I ate oysters, which I could now slurp down without thinking of bronchitis, and an inch-thick fillet of smoked haddock in a mustard sauce, served with a "tian" - a sort of courgette flan. This, washed down with a light white Sancerre, cost about the price of a bad pub sandwich in London.
Nicole talked me through the promesse de vente that had been lying
, almost forgotten, on the desk in my bedroom for the past few weeks.
Everything standard, she said, the two-month deadline for final completion was shorter than usual, but this was presumably because I didn't have to sell a house to finance the transaction, so things were less complicated.
Was there any way of pulling out of the deal if I wanted to, I asked.
Nicole finished swallowing a mouthful of her seared cod and considered this.
Frowning, concentrating hard on a problem, she was, I decided, attractive in a dowdy sort of way. She fiddled with a slender gold necklace, put a clear-varnished nail to lips that still bore traces of her faint pink lipstick even halfway through lunch. She was a woman who looked after herself, and a tactile person, even though you had to watch her closely to notice it.
A flicker of humour creased the laugh (or care) lines at the corner of her subtly made-up eyes.

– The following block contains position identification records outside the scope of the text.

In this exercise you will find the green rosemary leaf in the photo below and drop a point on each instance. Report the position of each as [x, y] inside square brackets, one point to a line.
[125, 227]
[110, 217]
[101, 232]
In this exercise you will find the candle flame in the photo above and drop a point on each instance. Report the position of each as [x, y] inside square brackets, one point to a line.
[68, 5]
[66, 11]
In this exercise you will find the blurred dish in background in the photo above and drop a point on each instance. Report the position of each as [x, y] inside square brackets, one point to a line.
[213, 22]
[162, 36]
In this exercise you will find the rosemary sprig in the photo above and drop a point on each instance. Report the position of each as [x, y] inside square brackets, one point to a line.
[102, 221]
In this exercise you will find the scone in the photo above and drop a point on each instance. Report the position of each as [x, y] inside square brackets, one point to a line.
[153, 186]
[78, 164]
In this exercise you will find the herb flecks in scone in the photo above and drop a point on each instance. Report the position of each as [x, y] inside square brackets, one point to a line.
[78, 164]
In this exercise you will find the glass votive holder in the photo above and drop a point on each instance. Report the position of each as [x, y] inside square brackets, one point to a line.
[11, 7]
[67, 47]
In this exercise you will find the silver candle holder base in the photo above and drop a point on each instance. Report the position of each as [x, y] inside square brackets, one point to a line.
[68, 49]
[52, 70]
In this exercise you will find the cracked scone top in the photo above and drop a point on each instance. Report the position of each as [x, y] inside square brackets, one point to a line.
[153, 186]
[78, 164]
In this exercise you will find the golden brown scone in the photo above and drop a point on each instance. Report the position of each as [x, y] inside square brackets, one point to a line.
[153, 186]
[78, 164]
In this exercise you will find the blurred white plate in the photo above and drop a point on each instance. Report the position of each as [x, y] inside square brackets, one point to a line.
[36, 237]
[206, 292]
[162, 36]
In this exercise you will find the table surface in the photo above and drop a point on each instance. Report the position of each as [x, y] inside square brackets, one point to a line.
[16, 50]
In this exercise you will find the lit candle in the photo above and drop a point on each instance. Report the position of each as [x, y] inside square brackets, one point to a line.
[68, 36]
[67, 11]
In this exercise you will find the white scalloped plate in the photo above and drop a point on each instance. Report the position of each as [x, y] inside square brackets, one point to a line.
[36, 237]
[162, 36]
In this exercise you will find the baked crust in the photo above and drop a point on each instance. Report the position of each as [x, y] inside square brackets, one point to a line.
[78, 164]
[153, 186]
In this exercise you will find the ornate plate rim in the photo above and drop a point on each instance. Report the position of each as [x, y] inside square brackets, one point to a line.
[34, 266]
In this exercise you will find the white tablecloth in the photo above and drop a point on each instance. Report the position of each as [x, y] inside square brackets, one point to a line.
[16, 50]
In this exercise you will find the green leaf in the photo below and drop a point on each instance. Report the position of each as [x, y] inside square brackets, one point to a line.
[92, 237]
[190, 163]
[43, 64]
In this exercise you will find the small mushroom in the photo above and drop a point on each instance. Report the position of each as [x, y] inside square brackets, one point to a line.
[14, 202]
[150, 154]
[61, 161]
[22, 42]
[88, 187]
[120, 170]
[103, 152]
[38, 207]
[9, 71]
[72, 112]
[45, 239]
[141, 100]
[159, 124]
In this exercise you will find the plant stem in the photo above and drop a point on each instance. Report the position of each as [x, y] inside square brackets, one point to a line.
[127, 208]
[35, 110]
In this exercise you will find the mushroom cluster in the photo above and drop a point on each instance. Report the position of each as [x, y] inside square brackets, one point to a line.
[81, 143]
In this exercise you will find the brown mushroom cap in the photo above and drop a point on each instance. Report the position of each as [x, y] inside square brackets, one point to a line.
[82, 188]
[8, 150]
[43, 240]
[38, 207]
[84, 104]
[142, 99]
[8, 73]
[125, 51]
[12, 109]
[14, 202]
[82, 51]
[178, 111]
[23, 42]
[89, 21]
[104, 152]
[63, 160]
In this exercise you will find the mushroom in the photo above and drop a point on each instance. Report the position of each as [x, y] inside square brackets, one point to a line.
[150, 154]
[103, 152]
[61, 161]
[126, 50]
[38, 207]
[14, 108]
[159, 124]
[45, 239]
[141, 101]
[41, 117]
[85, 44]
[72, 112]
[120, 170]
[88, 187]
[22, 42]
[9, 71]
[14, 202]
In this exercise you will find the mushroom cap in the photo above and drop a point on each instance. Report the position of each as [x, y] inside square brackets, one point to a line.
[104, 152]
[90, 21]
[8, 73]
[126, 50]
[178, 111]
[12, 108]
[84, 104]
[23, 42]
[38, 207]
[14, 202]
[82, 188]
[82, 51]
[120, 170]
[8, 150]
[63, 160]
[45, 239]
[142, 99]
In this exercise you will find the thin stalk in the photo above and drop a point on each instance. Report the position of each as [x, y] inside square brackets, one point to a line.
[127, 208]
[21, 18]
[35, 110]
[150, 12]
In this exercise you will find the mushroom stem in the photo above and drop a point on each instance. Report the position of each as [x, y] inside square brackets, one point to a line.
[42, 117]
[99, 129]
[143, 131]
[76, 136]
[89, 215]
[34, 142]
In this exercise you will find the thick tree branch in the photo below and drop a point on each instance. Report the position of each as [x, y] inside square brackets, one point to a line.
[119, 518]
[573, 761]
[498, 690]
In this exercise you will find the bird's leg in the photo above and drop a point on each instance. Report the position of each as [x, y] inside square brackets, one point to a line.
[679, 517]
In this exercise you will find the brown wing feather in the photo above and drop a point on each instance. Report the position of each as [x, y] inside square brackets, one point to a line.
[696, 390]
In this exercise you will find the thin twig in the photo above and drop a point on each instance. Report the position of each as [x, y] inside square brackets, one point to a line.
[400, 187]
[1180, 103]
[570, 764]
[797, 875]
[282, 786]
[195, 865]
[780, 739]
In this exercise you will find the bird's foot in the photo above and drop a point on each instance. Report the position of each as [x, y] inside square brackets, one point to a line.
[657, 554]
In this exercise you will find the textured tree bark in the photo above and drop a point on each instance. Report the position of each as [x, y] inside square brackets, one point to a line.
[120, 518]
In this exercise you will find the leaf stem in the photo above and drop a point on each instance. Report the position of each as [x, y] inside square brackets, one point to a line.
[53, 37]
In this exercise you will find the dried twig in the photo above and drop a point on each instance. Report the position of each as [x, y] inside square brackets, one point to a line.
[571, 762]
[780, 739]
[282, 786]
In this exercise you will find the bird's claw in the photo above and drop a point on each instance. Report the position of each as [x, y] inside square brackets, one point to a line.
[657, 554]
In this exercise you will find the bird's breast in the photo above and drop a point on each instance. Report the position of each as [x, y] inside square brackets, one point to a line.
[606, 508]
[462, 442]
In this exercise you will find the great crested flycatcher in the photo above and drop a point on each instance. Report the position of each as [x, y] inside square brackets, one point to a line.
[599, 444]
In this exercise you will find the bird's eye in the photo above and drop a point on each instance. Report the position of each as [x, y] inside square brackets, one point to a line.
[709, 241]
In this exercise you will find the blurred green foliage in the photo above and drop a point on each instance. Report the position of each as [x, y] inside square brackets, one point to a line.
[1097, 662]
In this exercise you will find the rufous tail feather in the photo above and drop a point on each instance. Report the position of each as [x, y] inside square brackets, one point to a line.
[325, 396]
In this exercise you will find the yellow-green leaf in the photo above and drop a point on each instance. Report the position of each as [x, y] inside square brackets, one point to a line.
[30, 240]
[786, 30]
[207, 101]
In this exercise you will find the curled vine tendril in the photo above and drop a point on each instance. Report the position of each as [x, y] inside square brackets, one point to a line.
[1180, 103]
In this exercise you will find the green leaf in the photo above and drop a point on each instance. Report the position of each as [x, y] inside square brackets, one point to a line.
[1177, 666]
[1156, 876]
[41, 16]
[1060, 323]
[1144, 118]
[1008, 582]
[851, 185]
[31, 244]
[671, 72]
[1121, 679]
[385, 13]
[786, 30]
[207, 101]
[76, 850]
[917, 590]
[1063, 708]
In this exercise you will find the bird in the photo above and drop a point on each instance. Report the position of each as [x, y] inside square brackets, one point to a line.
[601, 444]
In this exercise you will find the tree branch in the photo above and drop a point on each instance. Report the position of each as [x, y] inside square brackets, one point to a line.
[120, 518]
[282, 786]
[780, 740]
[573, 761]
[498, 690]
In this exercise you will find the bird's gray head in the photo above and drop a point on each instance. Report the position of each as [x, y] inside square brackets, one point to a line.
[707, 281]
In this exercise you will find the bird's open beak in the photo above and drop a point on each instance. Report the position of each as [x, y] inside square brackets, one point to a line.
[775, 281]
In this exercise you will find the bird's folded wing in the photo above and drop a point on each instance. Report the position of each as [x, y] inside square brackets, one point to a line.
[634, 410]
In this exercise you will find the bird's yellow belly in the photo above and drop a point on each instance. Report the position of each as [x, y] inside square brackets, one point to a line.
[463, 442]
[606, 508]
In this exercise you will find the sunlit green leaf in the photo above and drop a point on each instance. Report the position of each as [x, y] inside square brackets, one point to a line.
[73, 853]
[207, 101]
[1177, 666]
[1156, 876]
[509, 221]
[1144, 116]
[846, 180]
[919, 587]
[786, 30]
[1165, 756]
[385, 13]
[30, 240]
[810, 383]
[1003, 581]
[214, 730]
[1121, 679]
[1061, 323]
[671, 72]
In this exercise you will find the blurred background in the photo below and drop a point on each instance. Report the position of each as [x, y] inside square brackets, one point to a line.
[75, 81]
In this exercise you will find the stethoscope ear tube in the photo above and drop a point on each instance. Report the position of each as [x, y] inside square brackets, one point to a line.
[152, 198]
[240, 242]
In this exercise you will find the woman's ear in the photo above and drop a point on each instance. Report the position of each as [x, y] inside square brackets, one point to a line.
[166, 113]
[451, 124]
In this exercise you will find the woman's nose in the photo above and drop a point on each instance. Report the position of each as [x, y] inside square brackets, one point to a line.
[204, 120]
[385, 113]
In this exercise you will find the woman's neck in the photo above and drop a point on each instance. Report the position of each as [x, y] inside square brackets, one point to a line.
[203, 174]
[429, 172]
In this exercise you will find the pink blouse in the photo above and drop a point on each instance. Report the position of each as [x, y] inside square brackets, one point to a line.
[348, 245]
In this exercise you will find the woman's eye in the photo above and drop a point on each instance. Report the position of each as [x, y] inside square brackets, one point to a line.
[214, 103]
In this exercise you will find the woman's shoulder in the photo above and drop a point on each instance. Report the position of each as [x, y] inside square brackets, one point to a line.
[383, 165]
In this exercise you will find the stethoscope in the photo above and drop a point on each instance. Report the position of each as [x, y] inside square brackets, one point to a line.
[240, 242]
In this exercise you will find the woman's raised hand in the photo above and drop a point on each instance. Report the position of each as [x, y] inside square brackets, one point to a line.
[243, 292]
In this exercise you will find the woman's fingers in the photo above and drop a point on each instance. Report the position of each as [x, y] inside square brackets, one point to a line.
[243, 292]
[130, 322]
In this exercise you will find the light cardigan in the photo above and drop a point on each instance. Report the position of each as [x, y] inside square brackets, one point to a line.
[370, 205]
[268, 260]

"You want to buy a country chateau, no?" she asked.
"I'm not sure any more."
"In that case," she said, leaning closer as if the businesswoman at the next table might eavesdrop above the voice in her mobile phone, "the classic way to stop a transaction for a ouse is with your bank. If hit refuses to give you the credit."
"The loan?"
"Yes, the loan. If hit refuses to give you the loan, you can recuperate your ten per cent."
"Ah."
Even a swill of the fruity wine did nothing to raise my spirits. There was no chance of the bank turning me down. When the bank manager had seen my salary, my rent and the price of the house, he not only gave me a mortgage, he'd also tried to sell me a car loan, asked why I didn't also buy myself a small apartment in Paris, and suggested I avail myself of the bank's instant "thousand euros cash for small emergencies" facility.
"Is that the only way I can pull out?" I pleaded with Nicole, as the waiter refilled our glasses.
"Yes, if the ouse does not fall down." She giggled, looking shyly around the restaurant to make sure that her delicate laughter was not bothering the other customers.